Are you contemplating ending your life?

I'm not calling it "suicide." That word has a stigma to it, and what I'm about to share is I believe more important than any stigma suffered by those who wish to end their lives.

You will hear and read story after story about people who were contemplating ending their time on this earth.  I will add my own story.  If you are in that dark place, I'm begging you to read it.

It was December, 2011.  I had been unemployed for 21 months, with two temp jobs that didn't last more than two months.  I was at the end of my financial tether.  I had bought into the very harmful propaganda that I was a drain on society.  I had officially divorced a few months before, and my ex had found another man and had moved on whereas I had not fully done so.
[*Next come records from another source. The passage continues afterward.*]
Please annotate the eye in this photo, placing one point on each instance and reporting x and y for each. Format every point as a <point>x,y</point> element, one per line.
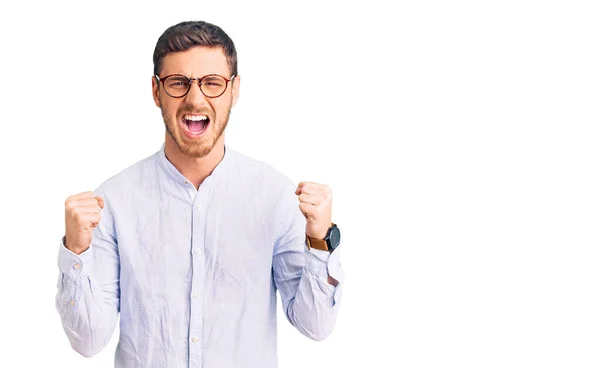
<point>177,82</point>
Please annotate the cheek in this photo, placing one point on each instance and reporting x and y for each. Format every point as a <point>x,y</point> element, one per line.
<point>169,109</point>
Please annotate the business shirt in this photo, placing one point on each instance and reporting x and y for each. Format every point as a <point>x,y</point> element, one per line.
<point>194,273</point>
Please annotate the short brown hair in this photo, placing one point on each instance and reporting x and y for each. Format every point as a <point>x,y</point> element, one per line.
<point>186,35</point>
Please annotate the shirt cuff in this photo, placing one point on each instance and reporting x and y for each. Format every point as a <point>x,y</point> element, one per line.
<point>323,263</point>
<point>73,265</point>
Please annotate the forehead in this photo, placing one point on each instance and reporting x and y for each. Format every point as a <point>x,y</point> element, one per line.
<point>196,62</point>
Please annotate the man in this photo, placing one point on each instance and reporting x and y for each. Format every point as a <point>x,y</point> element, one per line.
<point>190,244</point>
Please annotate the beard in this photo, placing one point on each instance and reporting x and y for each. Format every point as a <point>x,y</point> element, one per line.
<point>196,148</point>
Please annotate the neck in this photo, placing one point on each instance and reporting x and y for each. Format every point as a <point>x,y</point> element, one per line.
<point>195,169</point>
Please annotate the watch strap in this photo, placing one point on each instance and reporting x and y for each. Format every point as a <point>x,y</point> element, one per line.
<point>319,244</point>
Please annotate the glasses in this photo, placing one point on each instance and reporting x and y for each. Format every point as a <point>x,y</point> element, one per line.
<point>178,85</point>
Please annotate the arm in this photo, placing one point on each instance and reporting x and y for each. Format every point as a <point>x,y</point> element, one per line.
<point>88,289</point>
<point>310,302</point>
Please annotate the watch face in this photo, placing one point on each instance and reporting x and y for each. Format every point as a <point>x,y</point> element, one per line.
<point>334,238</point>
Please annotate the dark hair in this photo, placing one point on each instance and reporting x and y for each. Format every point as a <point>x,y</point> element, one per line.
<point>186,35</point>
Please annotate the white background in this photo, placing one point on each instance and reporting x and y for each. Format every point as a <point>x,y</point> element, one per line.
<point>460,139</point>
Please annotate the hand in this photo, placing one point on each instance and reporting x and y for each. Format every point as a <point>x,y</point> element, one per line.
<point>315,205</point>
<point>82,215</point>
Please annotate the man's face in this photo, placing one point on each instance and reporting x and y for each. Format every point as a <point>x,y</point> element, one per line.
<point>195,122</point>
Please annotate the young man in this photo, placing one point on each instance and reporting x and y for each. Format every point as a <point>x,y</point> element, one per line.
<point>190,244</point>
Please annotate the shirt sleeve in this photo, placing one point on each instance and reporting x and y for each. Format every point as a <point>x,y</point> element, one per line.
<point>88,289</point>
<point>309,302</point>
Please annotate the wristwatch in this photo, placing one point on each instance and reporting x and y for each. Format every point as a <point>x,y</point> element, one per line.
<point>329,243</point>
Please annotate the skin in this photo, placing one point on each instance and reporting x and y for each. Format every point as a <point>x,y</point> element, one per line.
<point>195,157</point>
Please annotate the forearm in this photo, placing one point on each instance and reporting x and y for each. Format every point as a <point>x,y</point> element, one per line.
<point>88,310</point>
<point>314,307</point>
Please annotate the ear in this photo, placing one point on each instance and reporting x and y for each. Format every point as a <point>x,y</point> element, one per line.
<point>155,91</point>
<point>235,90</point>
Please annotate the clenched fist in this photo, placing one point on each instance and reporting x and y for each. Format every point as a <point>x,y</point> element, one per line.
<point>315,204</point>
<point>82,215</point>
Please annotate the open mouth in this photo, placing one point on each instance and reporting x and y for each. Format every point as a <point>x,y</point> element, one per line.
<point>195,124</point>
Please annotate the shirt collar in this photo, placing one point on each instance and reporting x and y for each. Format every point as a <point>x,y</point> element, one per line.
<point>219,171</point>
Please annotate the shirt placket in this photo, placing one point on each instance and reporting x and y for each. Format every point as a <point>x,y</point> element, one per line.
<point>197,249</point>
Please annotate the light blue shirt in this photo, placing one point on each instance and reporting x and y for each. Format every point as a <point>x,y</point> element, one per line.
<point>194,273</point>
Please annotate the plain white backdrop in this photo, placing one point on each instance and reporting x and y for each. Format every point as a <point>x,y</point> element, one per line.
<point>460,138</point>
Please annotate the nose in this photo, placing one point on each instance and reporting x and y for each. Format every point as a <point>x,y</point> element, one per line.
<point>195,95</point>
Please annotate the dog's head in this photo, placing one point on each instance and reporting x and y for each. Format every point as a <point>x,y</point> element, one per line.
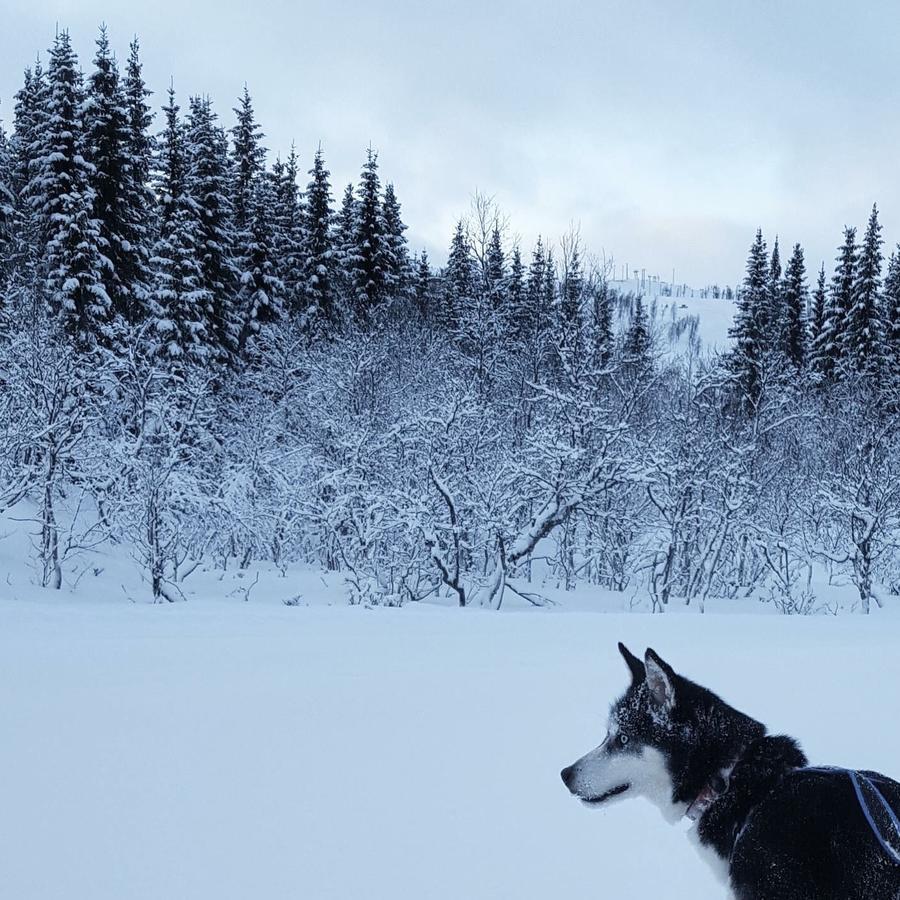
<point>635,758</point>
I began to devise a plan.to end everything that was me.  I would do it by renewing my prescription for Ambien and then downing the whole lot at one time.  But then I needed to know how much would be needed to do the job.  As I began reading on the internet, I soon realized that I would never read of the success stories for what I hope are obvious reasons.  Instead, I was reading about those who had not succeeded.  I was reading stories of people who were in the Emergency Room with people trying to start their hearts or pump their stomachs.

I never found out the lethal dose.  I don't want to.  And if I did, I certainly wouldn't be sharing it right now.

I began to get a mental picture of me on some sort of table with people trying to frantically save my life when I no longer wanted to live.  I then began to picture my two children who were only five and seven at the time.  I pictured their tearful faces and how they would never understand why their dad took himself away from them.  Tears started appearing in my eyes.  After much thought and revisiting that scene in my mind, I could no longer go through with it.

Later that month, I landed a job.  So things were already getting better, although my financial struggles were far from over.  I have left that dark place and have never reconsidered that final option.

Please, please, PLEASE, if you have something to hold onto, hold onto that for your literal dear life.  I am so very sincere in wanting you to live.